In view of the situation like this, a problem to be solved by the present invention, i.e. an object of the present invention is to provide a novel solid catalyst component which makes it possible to improve the conventional technique of separately producing polypropylene and olefinic copolymeric rubbers (e.g. ethylene/propylene rubbers) in advance and then blending two these components, a method of producing the thermoplastic elastomers by slurry-phase two-stage polymerization at a low temperature, a technique of producing the thermoplastic elastomers by gas-phase two-stage polymerization using catalysts with inorganic oxides as a carrier, a technique of producing the olefinic elastomers by solution polymerization, a technique of producing the olefinic elastomers by slurry polymerization at a low temperature, and a technique of producing the olefinic elastomers by gas-phase polymerization at a low temperature and at a low monomer concentration, and also produce the granular olefinic thermoplastic elastomers and olefinic elastomers which are more superior in the performances by gas-phase polymerization.
In polymers containing a large amount of low crystalline polymers (e.g. ethylene/propylene rubbers), the adhesive power of the polymer particles is generally so markedly large that it is difficult to carry out the gas-phase polymerization stably.
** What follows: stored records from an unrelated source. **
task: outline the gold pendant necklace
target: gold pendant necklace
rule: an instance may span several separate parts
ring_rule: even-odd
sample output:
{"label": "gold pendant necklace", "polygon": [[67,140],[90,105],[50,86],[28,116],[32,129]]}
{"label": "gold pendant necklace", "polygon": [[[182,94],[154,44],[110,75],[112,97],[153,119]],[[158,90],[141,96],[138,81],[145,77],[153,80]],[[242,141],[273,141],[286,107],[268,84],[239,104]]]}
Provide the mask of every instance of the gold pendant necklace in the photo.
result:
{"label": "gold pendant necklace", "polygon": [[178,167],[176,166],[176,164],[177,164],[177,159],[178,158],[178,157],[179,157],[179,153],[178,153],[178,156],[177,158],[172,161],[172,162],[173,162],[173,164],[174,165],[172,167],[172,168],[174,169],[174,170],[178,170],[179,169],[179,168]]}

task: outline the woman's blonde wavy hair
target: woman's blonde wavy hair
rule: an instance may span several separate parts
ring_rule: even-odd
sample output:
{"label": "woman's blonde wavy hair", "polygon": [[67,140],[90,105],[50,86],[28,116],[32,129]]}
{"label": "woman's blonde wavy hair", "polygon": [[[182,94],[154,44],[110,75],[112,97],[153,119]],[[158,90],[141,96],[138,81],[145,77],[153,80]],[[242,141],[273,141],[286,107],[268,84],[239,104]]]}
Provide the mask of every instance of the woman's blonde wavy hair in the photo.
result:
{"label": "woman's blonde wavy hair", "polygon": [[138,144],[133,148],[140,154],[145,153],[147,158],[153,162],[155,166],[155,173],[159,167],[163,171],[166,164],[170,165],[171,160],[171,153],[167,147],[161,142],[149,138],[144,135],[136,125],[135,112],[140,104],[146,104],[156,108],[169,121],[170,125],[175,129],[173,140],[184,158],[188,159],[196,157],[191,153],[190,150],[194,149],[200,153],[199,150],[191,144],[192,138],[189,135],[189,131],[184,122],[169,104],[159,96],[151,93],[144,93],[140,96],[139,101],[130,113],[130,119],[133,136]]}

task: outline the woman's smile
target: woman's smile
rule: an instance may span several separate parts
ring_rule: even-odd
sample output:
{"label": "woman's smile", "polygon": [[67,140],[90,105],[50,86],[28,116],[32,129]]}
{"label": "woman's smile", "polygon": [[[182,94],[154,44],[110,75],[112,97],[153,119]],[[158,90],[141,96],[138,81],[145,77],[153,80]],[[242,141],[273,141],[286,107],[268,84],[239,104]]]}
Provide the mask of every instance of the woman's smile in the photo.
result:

That is, as a reactor for the gas-phase polymerization of .alpha.-olefins, stirring/mixing vessel-type reactors, fluidized bed-type reactors, fluidized bed-type reactors equipped with a stirrer, etc. are proposed. When, however, the adhesive power of the polymer particles increases, reactors wherein stirring is to be carried out requires extremely a large power in order to keep a definite number of stirrings, so that the design of the equipments is accompanied by great difficulty. Also, in such cases, uniform mixing becomes difficult to attain, so that the distribution of high-temperature regions in the system is localized. As a result, a part of the polymers turns lump, and these lumps break the stirrer and thermometer in the reactor and make it difficult to draw the polymer particles from the reactor through a pipe.
On the other hand, in reactors wherein the polymerization is carried out in a fluidized state, the slagging phenomenon owing to the unreacted monomers becomes easy to occur, and as a result, the amount of the polymer particles scattered to the gas-circulation lines remarkably increases to cause adhesion of the particles to the lines and clogging of the lines with the particles.
Also, in such cases, uniform mixing is so difficult that there occurs a problem that a part of the polymers turns lump.
Further, when the adhesive power of the polymer particles is large, clogging of pipes through which the polymer particles are sent becomes easy to occur. Also, since bridging occurs at the lower part of the cyclones or inside the hoppers, there occurs a problem that it becomes difficult to draw the polymer particles stably from the cyclones or hoppers.
Consequently, although the gas-phase polymerization has an advantage of using no liquid medium which dissolves the low crystalline polymers, it is considered to be very difficult, in reality, to produce polymers containing the low crystalline polymers in large amounts.
Further, in the improved gas-phase polymerization, removal of the catalyst residues is not substantially carried out, so that the catalyst system used needs to be one highly improved in the polymerization activity.
The present inventors have extensively studied to solve the foregoing problems, and as a result, have found a solid catalyst component which enables granular olefinic thermoplastic elastomers and olefinic elastomers having excellent performances to be obtained efficiently by gas-phase polymerization. The present inventors thus attained to the present invention.